Biden called NATO’s “collective defense” deal a “sacred commitment,” and said unity in the Western military alliance was of the utmost importance.

“I am convinced that Vladimir Putin counted on the division of NATO,” Biden said of the Russian president. “But he wasn’t able to do it. We all stayed together.

As the war enters its second month, European security faces its most serious test since World War II. Western leaders have spent the past week consulting on contingency plans should the conflict spread. The invasion shook NATO from any complacency it might have felt and cast a dark shadow over Europe.

Biden’s national security adviser, Jake Sullivan, said a speech Biden was scheduled to deliver later Saturday in the Polish capital would underscore “the urgency of the challenge ahead” and “what the conflict in Ukraine means for the world, and why it is so important that the free world remain united and resolute in the face of Russian aggression.

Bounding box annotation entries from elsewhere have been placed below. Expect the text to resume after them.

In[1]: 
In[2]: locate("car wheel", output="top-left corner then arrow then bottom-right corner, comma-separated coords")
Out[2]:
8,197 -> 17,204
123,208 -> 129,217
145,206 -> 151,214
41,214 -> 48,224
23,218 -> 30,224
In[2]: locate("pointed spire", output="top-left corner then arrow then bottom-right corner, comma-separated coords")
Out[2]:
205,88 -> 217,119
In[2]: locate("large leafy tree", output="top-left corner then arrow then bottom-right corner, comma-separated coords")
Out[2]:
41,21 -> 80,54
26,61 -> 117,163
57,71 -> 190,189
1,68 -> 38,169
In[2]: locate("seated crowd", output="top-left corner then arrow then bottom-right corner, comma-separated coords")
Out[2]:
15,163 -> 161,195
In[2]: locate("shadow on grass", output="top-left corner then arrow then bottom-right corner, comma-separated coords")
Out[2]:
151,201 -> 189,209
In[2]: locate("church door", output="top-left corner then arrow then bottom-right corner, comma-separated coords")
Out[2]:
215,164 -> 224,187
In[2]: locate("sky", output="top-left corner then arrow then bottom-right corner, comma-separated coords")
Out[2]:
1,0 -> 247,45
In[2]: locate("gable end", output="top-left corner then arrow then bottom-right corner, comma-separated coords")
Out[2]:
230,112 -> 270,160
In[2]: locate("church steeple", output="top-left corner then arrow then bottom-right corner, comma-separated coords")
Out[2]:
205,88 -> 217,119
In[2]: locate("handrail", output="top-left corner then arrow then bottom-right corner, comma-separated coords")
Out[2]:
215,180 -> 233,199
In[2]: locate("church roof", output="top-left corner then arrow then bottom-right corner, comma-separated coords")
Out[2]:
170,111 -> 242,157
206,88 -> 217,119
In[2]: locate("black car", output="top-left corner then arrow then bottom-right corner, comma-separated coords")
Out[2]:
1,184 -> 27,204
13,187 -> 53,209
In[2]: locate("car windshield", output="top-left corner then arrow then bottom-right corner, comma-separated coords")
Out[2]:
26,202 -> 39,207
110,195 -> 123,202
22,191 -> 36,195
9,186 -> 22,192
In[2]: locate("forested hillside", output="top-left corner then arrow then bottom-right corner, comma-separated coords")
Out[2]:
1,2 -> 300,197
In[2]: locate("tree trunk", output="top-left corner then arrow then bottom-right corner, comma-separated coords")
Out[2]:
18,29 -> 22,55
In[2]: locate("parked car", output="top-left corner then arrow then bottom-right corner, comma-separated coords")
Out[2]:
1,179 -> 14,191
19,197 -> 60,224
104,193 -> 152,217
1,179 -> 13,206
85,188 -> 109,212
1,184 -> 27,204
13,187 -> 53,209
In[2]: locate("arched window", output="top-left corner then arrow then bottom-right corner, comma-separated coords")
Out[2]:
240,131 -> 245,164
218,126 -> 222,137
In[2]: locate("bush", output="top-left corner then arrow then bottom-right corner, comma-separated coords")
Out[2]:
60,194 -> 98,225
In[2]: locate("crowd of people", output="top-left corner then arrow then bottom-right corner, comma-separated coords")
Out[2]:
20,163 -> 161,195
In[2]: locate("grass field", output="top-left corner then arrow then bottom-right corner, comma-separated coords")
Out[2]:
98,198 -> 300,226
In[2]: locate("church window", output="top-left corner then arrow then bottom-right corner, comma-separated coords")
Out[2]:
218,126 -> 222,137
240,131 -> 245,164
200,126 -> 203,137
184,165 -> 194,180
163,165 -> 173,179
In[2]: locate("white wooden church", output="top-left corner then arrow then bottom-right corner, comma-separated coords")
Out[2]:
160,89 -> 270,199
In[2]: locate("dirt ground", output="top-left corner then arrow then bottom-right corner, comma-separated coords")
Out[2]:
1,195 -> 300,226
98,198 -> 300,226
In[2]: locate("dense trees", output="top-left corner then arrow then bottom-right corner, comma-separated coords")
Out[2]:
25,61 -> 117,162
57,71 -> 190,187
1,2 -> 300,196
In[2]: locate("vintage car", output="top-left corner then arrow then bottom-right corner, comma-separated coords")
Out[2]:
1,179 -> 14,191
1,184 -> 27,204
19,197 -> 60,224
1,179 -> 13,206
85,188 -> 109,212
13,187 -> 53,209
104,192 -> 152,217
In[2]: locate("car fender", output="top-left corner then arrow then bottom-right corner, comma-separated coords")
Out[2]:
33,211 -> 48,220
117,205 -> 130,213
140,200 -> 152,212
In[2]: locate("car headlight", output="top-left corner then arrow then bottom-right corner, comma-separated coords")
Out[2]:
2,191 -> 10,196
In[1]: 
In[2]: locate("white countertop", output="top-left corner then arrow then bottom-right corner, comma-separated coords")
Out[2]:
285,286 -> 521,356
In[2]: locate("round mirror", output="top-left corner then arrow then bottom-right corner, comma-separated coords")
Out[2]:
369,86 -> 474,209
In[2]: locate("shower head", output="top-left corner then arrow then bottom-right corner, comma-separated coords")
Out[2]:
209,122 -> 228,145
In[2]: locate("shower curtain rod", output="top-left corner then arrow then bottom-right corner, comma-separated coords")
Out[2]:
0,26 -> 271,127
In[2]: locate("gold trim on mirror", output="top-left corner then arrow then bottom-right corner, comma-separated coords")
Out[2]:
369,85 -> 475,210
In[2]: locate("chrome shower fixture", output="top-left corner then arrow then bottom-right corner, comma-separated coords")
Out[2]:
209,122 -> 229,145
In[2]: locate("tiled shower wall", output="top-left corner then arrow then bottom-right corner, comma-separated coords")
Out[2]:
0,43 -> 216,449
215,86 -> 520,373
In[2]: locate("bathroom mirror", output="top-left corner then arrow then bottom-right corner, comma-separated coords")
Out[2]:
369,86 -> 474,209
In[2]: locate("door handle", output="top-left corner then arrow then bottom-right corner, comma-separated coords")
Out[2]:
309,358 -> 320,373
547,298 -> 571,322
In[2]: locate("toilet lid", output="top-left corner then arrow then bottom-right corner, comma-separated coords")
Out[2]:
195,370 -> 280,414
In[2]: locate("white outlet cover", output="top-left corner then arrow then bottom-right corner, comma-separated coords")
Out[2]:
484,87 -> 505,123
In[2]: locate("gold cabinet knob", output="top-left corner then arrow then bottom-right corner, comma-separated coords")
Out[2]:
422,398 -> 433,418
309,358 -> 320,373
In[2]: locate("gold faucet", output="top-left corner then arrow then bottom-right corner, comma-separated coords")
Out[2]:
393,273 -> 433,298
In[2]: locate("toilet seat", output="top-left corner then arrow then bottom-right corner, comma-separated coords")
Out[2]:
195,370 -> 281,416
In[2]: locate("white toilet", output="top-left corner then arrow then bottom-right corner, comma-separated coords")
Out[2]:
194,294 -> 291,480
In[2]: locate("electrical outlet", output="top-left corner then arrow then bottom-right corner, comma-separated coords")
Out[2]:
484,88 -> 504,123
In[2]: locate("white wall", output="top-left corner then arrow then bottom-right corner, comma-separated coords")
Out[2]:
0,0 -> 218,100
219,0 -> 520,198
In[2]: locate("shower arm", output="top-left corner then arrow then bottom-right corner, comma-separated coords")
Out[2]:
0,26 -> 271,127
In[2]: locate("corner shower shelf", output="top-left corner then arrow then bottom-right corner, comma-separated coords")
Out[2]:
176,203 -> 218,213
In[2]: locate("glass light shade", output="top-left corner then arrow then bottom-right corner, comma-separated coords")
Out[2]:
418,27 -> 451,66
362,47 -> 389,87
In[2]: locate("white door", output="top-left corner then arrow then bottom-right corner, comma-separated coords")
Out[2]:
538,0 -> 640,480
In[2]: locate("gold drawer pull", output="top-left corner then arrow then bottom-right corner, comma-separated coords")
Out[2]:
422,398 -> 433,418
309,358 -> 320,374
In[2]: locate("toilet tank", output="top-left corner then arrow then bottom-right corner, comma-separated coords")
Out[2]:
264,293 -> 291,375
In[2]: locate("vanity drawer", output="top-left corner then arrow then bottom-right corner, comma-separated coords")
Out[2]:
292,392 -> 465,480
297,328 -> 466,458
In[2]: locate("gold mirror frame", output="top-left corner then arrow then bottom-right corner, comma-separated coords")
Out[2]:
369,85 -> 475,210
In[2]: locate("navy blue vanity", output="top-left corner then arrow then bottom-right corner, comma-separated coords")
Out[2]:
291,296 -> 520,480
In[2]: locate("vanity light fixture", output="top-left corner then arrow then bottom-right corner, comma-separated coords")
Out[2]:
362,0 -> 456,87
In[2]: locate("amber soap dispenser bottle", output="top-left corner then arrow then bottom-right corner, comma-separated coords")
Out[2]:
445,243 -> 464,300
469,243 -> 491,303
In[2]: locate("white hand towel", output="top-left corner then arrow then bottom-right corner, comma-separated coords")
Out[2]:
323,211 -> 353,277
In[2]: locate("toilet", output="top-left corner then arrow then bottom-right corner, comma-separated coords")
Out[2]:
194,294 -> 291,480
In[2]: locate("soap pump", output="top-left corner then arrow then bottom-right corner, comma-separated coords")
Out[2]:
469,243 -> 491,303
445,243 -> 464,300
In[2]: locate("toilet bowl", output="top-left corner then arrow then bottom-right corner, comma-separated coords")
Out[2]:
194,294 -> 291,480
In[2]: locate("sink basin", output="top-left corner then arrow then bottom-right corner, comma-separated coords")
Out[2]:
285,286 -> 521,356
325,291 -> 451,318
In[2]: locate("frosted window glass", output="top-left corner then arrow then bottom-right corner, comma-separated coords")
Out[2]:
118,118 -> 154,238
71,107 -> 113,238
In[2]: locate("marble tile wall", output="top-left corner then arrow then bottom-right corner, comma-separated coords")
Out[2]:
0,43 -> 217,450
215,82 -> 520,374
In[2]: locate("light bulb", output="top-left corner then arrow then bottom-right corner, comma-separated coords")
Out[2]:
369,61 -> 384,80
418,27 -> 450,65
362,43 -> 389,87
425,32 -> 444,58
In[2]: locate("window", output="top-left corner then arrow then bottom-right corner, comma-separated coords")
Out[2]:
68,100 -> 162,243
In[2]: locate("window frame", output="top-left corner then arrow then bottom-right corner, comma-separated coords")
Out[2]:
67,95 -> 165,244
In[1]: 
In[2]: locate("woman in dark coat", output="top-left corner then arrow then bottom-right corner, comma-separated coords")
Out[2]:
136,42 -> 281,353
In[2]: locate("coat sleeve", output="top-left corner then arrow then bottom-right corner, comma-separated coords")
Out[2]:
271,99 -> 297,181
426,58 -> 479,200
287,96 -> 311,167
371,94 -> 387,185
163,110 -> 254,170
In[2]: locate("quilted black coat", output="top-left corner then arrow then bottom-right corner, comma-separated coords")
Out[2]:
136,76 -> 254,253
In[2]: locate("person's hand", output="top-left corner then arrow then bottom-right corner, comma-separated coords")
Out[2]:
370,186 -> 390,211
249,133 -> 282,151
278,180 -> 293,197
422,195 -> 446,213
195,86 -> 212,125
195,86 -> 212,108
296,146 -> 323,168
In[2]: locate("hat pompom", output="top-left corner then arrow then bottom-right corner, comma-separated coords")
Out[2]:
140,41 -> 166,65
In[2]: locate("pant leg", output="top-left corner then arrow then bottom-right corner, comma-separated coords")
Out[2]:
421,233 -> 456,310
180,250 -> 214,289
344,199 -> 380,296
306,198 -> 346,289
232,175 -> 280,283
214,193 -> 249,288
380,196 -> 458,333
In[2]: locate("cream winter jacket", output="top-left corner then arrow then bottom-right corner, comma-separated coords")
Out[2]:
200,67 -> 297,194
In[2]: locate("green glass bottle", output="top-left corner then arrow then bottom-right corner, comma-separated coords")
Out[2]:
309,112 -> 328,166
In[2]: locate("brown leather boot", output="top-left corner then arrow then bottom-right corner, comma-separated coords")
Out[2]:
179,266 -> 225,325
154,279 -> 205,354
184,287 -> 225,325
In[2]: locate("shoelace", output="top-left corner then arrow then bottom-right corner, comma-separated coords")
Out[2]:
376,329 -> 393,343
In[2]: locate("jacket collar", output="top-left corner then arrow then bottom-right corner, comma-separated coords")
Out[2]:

Biden’s remarks will cap a four-day trip that included a series of summits in Brussels. In addition to the meeting with Duda, he attended a meeting of U.S. and Ukrainian diplomatic and defense officials to provide an update on Ukraine’s military, diplomatic and humanitarian situation.

Biden also visited a stadium in Warsaw where Ukrainian refugees go to get a Polish ID number that gives them access to social services such as health care and schools. The city of nearly 1.8 million inhabitants grew by 17% in one month.

Biden spoke with refugees and Mayor Rafal Trzaskowski. While Poles have so far welcomed Ukrainians, humanitarian efforts are largely the work of volunteers, and Trzaskowski warned that this is not sustainable and that social services are caving under pressure.

The stadium was built in 2012, when Poland and Ukraine hosted the European Football Championship, and was designed as a symbol of how far the two countries have come since the Cold War. More recently, it served as a field hospital for COVID-19 patients.

Biden previewed his closing speech during Friday’s appearances in Rzeszow.

“You are in the middle of a fight between democracies and oligarchs,” he told members of the US Army’s 82nd Airborne Division during a visit to their temporary headquarters. “Will democracy prevail and the values ​​we share, or will autocracies prevail?

During a briefing on the refugee response, Biden said ‘the most important thing we can do from the start’ to force Russian President Vladimir Putin to stop the war ‘is to keep democracies united in our opposition. “.

Biden hailed the humanitarian effort as “of such enormous consequence” given the scale of the crisis, which comes on top of the largest flow of refugees since World War II. He appeared to lament that security concerns “understandably” prevent him from traveling to Ukraine on this trip.

Duda, who appeared with Biden on Friday, said the refugees are “guests.”

“We don’t want to call them refugees. It is our guests, our brothers, our neighbors from Ukraine, who today are in a very difficult situation,” he said.

The United States sent money and supplies to help the refugee effort. This week, Biden announced $1 billion in additional aid in addition to accepting refugees.

The United States and many of its allies have imposed several rounds of economic and other sanctions on Russian individuals, banks and other entities in the hope that the cumulative effect over time will force Putin to withdraw his troops. .

Biden was due to return to Washington after his Warsaw speech.


Associated Press writers Darlene Superville in Washington and Vanessa Gera and Monika Scislowska in Warsaw, Poland contributed to this report.

More Must-Have Stories from TIME

contact us at [email protected]


Not all news on the site expresses the point of view of the site, but we transmit this news automatically and translate it through programmatic technology on the site and not from a human editor.